Love, if it means to live, is spoken love.
A pretty good week—but the best thing I've seen recently about poetry from Slate is a link in last week's scathing review of the TV show Thank God You’re Here. I haven”t seen the show, but I’m glad it provided the occasion for me to read this article on how to be a better improviser.
The first rule, it seems, is “ACCEPT INFORMATION: YES AND”
When you get a piece of information from another actor, first, accept it as fact and second, add a little bit more information to it. If somebody tells you that you're wearing a hula skirt, tell them that yes they are, and that they made it right here at Club Med. Keep doing this long enough, and you'll have a scene full of fascinating facts, objects and relationships. Fail to do this and everyone will hate you, even your parents.

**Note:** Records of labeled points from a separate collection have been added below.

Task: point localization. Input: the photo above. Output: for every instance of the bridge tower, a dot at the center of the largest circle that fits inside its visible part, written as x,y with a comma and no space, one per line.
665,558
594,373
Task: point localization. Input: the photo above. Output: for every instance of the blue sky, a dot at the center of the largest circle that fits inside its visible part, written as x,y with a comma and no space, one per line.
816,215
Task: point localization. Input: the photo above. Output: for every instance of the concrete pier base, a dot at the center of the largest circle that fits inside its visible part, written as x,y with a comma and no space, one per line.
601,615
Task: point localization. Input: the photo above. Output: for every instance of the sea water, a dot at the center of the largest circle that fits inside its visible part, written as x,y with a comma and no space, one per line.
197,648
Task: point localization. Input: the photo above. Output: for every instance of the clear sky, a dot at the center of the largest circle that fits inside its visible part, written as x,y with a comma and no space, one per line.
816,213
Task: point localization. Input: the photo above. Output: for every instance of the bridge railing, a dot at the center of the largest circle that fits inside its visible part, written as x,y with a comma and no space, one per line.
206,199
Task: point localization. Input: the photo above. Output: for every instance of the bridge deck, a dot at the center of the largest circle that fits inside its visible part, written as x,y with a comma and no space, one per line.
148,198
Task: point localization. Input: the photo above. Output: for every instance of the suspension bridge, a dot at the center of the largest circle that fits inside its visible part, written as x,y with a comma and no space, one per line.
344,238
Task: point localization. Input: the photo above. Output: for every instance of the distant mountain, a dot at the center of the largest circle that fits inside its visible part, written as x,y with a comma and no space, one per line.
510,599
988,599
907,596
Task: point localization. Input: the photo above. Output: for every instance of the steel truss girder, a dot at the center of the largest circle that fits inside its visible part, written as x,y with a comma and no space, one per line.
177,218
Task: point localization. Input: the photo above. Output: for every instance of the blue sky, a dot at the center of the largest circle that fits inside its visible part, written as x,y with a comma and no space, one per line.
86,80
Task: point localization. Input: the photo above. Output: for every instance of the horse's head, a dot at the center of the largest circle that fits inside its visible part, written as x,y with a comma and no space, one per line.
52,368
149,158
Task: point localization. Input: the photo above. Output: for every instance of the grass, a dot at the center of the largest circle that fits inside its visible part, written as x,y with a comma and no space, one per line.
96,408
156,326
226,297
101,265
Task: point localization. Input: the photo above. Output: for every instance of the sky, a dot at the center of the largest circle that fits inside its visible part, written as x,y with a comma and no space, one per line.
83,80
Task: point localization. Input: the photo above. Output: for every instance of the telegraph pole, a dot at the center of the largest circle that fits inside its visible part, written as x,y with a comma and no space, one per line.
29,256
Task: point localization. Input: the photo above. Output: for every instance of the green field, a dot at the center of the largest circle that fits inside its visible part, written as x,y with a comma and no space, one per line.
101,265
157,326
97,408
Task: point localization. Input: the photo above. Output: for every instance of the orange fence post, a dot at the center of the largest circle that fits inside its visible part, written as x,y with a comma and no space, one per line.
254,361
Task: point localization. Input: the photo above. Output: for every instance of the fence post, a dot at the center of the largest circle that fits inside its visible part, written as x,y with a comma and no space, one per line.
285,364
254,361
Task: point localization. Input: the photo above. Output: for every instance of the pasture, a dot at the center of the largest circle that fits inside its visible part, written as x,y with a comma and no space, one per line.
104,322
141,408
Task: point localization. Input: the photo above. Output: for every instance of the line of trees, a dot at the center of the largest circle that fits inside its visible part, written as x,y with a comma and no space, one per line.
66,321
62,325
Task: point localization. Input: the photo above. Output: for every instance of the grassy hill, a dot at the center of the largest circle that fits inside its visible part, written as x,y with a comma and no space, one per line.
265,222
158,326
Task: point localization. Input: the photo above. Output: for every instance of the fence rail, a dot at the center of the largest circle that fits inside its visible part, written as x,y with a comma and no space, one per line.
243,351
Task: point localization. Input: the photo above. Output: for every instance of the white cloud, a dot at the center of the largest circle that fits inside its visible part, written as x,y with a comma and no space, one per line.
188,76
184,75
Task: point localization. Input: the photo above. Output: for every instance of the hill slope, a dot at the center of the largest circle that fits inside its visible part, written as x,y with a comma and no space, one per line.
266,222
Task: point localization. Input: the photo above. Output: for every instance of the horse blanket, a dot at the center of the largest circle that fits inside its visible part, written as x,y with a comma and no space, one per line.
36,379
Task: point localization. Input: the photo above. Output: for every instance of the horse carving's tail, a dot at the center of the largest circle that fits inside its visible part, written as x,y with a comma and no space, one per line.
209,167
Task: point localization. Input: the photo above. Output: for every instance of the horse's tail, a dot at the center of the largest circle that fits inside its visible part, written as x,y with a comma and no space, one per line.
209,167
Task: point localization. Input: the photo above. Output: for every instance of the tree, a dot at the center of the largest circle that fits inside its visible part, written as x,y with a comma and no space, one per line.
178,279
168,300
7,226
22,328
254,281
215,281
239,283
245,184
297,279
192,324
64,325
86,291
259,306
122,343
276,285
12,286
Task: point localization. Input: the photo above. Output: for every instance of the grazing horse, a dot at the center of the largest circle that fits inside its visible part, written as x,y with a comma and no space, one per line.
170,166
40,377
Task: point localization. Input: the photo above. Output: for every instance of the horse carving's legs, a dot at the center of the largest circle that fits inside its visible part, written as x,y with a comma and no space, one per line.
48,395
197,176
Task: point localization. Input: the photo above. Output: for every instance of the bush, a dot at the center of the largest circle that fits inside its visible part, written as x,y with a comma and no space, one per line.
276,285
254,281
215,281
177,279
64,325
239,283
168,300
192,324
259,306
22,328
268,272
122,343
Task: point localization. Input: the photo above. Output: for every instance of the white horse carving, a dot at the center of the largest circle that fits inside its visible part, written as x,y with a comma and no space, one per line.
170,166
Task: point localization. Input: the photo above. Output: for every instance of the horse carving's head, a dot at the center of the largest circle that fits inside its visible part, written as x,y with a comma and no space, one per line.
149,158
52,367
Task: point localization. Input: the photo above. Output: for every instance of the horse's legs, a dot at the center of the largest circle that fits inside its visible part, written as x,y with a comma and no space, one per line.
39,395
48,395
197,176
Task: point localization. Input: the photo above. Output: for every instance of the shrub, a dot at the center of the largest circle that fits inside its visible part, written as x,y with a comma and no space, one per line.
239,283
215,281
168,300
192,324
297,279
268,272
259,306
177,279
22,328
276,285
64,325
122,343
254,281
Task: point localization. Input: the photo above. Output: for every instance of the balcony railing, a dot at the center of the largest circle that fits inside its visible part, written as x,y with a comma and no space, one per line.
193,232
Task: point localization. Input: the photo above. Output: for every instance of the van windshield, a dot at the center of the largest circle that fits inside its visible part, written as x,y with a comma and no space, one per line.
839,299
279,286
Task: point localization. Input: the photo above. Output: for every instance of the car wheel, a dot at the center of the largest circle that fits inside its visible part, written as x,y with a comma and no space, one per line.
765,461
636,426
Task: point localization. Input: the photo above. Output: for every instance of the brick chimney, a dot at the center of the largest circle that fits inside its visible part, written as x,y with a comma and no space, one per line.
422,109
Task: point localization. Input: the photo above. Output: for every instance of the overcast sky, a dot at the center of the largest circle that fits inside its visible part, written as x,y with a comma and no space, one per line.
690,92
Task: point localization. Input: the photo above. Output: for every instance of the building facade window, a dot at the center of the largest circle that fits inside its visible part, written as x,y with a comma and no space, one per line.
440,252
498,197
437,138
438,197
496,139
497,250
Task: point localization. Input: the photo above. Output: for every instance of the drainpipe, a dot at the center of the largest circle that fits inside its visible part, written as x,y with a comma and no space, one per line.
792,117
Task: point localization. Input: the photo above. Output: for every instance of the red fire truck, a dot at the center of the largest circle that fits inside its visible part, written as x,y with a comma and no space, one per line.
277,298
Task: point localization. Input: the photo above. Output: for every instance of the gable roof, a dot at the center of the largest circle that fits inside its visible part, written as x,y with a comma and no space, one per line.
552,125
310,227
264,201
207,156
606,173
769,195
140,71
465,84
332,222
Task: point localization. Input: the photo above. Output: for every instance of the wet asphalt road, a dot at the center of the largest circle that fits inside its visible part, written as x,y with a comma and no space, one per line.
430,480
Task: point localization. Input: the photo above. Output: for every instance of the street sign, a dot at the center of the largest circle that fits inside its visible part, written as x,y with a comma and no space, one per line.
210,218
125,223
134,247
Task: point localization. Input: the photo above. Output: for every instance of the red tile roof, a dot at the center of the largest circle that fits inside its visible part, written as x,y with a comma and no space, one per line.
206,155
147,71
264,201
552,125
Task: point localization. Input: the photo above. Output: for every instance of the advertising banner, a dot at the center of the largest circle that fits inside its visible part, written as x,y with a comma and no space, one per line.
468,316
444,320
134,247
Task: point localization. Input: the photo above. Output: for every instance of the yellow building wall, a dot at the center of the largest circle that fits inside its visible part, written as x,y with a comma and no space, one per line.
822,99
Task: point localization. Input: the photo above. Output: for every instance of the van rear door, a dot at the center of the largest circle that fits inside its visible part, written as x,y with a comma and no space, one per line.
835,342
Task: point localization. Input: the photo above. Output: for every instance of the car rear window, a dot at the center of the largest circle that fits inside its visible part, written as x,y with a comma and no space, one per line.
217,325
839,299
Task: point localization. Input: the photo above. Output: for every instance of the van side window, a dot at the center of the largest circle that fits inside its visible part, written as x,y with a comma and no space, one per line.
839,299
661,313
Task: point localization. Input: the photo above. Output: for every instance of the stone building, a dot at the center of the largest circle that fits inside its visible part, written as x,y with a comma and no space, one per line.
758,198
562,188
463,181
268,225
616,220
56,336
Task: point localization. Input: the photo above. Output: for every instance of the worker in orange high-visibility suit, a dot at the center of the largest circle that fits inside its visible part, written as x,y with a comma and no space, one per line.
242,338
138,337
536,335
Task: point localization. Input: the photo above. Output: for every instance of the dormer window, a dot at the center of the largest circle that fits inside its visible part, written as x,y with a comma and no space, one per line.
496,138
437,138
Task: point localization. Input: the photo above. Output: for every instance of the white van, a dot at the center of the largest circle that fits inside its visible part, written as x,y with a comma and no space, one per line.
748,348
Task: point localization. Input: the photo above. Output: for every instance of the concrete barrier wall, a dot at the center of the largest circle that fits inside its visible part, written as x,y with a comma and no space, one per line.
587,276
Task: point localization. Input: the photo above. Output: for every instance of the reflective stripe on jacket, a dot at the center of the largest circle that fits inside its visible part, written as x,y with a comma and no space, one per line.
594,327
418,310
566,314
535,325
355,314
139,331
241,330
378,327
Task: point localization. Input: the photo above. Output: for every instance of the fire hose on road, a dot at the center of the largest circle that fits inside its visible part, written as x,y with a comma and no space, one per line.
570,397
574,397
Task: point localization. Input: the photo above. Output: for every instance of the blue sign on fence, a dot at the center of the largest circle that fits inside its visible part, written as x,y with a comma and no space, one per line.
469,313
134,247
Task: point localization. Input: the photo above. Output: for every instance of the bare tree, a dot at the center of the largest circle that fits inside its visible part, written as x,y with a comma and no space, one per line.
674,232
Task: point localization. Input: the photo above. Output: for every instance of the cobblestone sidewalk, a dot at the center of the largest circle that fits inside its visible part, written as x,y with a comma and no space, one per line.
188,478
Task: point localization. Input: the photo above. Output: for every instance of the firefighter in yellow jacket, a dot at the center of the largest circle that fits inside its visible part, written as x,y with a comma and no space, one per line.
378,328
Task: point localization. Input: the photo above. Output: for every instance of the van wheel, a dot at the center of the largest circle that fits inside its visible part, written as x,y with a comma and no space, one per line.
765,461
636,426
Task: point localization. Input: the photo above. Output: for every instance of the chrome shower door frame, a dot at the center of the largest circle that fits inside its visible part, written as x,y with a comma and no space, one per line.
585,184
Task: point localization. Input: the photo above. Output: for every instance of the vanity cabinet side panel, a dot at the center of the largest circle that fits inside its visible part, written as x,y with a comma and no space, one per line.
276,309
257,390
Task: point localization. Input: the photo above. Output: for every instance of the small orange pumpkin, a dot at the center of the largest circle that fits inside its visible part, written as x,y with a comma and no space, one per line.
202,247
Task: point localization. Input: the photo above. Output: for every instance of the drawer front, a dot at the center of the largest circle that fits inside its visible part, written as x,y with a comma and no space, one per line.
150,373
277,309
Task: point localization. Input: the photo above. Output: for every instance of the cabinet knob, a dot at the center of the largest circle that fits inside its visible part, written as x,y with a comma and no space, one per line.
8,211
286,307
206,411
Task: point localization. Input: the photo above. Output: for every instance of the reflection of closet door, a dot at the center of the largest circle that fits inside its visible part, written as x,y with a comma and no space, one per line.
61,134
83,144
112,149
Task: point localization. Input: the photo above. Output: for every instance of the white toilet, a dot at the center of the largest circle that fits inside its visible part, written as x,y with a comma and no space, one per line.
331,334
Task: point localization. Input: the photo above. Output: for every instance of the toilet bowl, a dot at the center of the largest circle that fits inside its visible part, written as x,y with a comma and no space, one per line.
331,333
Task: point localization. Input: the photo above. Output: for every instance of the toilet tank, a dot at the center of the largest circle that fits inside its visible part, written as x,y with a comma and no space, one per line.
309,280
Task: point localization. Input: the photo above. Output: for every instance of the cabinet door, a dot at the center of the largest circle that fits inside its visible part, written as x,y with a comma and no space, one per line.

It’s what happens in writing formal verse (though more quickly than most poets manage!): each line invites, with meter and sometimes with rhyme, a response from the following lines. And the following lines, if the poem is to live, must offer that response. They must accept the givens and add to them. The other cardinal rules from the article are ADD HISTORY, ASK “IF THIS IS TRUE, WHAT ELSE IS TRUE?” and DON’T DENY, and all of them apply to making a good formal poem, as do most of the lesser dicta presented.
That’s why formal poetry, as constrained as it is by meter, rhyme, or stanzaic form, is so much more various than free verse, which puts so few restrictions on the poet’s momentary perceptions, thoughts, and whims. Contrary to the popular notion, it is free verse which is the passive container into which a poet pours content, while each sonnet or ballade is a sustained improvisation with language, convention, and history as partners. It is the formal poet who says “Yes, and …,” to the world.